When Is Three Four?

When Is Three Four?

For more than a decade, MSU history has organized its graduate work around three Nodes of Excellence—History of Science, Technology and Medicine (HOST); Agricultural, Rural and Environmental History (ARE); and Empire, Power, Identity and Conflict (EPIC) --and several traditional areas of interest—race, gender, and the south. These subject areas have served the department and its faculty well. But times change. It an effort to improve what we do, it makes sense to make some modifications and to organize what had been traditional subject areas into a fourth free standing node.

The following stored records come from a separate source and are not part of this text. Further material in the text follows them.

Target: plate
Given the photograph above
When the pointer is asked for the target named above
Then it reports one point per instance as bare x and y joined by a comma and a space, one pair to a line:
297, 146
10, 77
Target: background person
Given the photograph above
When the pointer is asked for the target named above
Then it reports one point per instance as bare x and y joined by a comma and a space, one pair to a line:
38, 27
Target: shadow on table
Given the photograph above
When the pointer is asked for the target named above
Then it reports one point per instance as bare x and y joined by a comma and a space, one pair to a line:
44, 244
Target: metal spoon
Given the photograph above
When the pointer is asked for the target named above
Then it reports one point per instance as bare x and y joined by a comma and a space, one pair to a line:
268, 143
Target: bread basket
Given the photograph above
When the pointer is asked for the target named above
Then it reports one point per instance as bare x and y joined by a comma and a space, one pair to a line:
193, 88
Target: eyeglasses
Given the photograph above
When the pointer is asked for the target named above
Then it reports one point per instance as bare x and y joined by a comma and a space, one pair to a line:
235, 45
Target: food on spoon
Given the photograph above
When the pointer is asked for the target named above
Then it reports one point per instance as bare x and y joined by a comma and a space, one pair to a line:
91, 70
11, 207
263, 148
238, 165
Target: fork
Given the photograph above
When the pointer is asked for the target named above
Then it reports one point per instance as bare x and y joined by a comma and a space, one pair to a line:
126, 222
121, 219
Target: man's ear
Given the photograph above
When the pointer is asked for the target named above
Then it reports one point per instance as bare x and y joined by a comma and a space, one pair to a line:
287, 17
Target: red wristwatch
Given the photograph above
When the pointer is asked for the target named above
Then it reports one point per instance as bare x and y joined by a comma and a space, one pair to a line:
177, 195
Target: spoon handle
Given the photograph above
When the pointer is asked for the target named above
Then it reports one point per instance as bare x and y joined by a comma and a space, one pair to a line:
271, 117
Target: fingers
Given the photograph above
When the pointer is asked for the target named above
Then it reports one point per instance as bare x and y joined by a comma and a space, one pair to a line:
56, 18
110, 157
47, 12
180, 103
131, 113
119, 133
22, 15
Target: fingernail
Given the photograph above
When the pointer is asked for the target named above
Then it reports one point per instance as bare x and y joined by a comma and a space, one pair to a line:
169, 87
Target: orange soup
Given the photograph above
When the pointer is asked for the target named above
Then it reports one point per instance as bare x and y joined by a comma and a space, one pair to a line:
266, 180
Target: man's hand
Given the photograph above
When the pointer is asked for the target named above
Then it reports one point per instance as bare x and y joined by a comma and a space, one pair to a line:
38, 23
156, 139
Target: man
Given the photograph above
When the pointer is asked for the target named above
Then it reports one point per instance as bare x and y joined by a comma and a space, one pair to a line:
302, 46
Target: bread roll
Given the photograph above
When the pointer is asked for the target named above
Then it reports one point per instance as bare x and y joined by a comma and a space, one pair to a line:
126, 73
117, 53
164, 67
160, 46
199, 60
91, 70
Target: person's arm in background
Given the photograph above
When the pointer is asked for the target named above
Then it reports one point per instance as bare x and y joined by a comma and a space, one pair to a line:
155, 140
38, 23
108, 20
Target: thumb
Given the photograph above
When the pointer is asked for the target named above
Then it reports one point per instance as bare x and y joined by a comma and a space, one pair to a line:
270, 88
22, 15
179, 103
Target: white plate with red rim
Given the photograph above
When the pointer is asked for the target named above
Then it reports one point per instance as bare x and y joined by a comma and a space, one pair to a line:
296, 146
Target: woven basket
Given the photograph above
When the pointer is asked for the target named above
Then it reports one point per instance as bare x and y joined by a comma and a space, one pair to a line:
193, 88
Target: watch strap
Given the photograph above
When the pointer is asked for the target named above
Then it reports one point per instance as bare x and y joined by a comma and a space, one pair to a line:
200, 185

HOST and ARE well defined subject areas. Each has clearly drawn professional societies. The EPIC node has been a less well defined subject cluster than HOST or ARE. To improve clarity, we are streamlining it to focus on foreign and internal affairs, strategic studies, military history, policing generally, and geopolitics. It now will be known as War, Politics and International Affairs (WPIA-pronounced Whoopie I A).

Our new fourth node revolves around the study of identity, especially gender. race and region. Those three subjects are and have been crucial types of identity. This fourth node (known by the acronym RIGR pronounced Rigor) incorporates faculty on staff and courses we have been teaching, enables us to use the synergy we already have generated in these well aligned areas and adds to it. Capturing identity in a single node raises it in prominence within our program and promises to cement further our already strong reputation in what had been important traditional subject areas.